This new report brings together evidence on good person- and community-centred approaches for health and wellbeing and their potential benefits.
The Realising the Value consortium today published the report 'At the heart of health: Realising the value of people and communities'. This report brings together evidence on what good person- and community-centred approaches for health and wellbeing look like and their potentially wide-reaching benefits. We hope this report serves as a useful, practical resource for commissioners and other decision-makers seeking to find ways to empower individuals and communities in their health and care.
Our starting point is that health and care services need to work alongside individuals, carers, families, social networks and thriving communities. We believe there is a strong and growing case for this - informed by both ethics and evidence.

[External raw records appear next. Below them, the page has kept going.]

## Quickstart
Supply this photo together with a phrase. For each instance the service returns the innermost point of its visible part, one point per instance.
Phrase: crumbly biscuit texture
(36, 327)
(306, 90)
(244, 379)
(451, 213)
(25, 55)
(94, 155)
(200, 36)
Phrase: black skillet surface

Person- and community-centred approaches enable people to have a voice, to be connected, to have the opportunity to choose how best to live their lives and to have access to the support to do so. The Realising the Value partner sites demonstrate how lives are truly being transformed by these types of approaches:
“I was a quivering, shivering wreck on 21 tablets a day - and 20 months later I’ve been off medication for nine months and my children are amazed that one person can change so much in such a short space of time. They never thought it would be possible and neither did I - but it is”. Participant in Creative Minds group arts sessions run by the Artworks in Halifax
“Without Positively UK I wouldn’t have been the person I am today. Through the support groups I was able to make friends and I now have a social life. Through the motivation I received I went back to school, have gained a BA and look forward to getting back to work”. Positively UK service user
The evidence base for person- and community-centred approaches is still emerging, but our assessment is that there is good evidence in some areas such as peer support and self-management education, which we describe in this report. In other areas, such as those focusing on community asset-based approaches, the evidence is at an earlier stage of maturity, although there are many good examples of person- and community-centred approaches being implemented in frontline practice.
The value of person- and community-centred approaches is recognised in the 'NHS Five Year Forward View', which sets out a clear vision for health and care services to work in partnership with people and communities to fully realise their value and potential at the heart of health.
Yet despite the growing consensus about the need for health and care services to embrace the benefits of taking a more person- and community-centred approach, it is still far from being ‘the way we do things’ within health and care services.
It is important that we now do much more to dig deeper into both the evidence and practice of person- and community-centred approaches. ‘At the heart of health: Realising the value of people and communities’ focuses on five areas of promising practice:
Over the coming months, the Realising the Value programme will be looking to continue and expand on these foundations. We will be working with local partner sites across these areas of practice to understand their experience of implementing person-and community-centred approaches on the ground, and to develop practical tools to support implementation and greater adoption. We will be seeking to improve our understanding of what influences the behaviour of individuals as well as what factors can positively impact on organisational culture. And, later in 2016, we will be making recommendations for policymakers and others about what is needed to support change on the ground and create the conditions for these approaches to flourish.